The hotel has 1,053 rooms divided between two towers: a large 26-story tower, Sedona, and a smaller 6-story tower, Santa Fe. The property has a casino with 57457 sqft of gaming space. There is also a pool and spa, as well as several restaurants.

==History==
The Edgewater opened in 1981. It initially ran into licensing difficulties when the Nevada Gaming Control Board raised concerns about alleged connections between some partners in the ownership group and members of the Detroit crime family; the rest of the group was forced to buy out their shares.

Circus Circus Enterprises bought the Edgewater in 1983 for $17 million.

Circus Circus was later renamed as Mandalay Resort Group, and was then acquired in 2005 by MGM Mirage. In June 2007, MGM Mirage sold the Edgewater and the Colorado Belle to a partnership of Anthony Marnell III and Sher Gaming for a total of $200 million.

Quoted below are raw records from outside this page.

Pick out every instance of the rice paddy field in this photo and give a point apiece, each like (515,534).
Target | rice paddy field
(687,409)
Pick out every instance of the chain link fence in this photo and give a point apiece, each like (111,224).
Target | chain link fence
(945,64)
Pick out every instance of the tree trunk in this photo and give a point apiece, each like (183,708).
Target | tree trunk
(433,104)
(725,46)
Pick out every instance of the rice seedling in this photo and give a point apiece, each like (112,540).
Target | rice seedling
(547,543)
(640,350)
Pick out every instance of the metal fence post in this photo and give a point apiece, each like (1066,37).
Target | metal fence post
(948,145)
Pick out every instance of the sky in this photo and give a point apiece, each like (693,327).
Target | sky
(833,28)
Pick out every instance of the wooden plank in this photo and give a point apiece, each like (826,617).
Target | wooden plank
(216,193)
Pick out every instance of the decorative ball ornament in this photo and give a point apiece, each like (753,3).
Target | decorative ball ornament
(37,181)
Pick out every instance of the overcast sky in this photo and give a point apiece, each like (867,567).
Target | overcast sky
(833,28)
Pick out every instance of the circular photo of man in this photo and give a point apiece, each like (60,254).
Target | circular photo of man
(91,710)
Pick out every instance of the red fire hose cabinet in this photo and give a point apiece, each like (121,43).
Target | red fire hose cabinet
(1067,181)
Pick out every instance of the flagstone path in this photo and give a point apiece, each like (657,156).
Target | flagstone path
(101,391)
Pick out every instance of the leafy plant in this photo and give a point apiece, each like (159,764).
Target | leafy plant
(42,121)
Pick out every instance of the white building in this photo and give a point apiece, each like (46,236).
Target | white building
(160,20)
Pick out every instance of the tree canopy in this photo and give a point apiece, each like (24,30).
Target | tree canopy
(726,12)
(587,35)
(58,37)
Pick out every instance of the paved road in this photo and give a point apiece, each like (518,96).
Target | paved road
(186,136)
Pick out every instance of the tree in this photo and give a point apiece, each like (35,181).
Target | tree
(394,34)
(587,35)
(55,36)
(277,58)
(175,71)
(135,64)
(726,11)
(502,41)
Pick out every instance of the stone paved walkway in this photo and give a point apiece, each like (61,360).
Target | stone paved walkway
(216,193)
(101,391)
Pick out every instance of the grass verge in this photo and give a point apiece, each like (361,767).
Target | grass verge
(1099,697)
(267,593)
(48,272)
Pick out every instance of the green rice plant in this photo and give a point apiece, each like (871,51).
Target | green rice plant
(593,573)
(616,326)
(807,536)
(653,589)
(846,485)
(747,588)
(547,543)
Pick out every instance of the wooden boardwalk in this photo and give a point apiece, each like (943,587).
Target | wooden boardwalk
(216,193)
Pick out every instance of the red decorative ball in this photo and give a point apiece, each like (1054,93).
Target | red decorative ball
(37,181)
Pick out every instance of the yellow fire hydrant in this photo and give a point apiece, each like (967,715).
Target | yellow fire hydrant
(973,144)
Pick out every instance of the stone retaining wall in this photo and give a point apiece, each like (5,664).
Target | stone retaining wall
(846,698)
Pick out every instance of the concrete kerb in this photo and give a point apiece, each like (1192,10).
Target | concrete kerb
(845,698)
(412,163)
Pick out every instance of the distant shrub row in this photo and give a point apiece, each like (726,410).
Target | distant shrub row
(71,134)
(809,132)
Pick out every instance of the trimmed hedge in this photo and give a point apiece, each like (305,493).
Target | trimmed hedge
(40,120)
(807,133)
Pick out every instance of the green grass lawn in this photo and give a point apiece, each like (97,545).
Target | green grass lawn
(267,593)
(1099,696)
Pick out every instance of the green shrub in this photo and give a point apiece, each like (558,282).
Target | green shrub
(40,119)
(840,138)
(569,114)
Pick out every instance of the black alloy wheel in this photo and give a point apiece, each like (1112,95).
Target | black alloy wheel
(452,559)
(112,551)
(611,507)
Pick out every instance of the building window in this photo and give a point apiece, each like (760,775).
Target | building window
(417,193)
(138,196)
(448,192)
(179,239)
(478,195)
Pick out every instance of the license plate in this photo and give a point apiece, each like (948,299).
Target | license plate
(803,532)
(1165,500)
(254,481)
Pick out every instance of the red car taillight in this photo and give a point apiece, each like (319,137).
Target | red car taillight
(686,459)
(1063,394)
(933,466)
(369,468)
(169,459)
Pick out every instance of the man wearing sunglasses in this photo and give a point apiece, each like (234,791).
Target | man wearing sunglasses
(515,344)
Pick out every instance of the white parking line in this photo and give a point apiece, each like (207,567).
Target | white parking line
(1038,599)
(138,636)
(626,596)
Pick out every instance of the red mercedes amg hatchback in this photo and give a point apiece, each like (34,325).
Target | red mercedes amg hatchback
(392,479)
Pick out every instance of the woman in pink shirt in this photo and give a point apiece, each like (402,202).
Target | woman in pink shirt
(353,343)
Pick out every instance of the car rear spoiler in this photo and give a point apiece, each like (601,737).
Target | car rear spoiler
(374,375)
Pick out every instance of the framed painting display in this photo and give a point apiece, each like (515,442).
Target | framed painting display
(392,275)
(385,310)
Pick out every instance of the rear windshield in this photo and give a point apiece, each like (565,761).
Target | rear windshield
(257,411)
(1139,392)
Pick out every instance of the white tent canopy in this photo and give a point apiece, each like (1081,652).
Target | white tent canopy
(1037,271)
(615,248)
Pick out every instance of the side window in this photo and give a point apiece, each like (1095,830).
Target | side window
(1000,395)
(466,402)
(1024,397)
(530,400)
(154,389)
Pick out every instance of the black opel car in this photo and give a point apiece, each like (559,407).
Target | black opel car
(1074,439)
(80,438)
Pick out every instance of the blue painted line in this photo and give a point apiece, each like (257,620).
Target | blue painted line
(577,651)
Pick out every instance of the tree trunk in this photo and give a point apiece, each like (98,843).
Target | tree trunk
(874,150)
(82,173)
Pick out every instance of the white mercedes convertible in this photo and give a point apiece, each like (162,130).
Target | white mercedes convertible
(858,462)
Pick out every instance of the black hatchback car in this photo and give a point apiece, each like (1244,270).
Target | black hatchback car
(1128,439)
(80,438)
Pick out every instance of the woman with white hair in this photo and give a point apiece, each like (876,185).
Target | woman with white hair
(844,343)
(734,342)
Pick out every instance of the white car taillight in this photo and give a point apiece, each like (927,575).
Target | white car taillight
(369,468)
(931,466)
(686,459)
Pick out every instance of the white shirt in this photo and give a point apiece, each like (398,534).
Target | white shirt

On February 3, 2010, a speeding vehicle crashed into the Edgewater Casino's south entrance, destroying six banks of slot machines and killing two casino patrons and injuring eight. Investigators said that the crash was caused by the driver having a "medical episode".

In January 2019, Golden Entertainment, the owner of the neighboring Aquarius Casino Resort, bought the Edgewater and the Colorado Belle from Marnell and Sher for a total of $190 million. In 2026, Vici Properties acquired the real estate of the Edgewater and leased it back to Golden Entertainment, as part of Golden's going-private transaction.

===Gaming===
The Edgewater has 57457 sqft of gaming space with 755 slot machines, 0 table games, and a race and sports book (Laughlin's largest).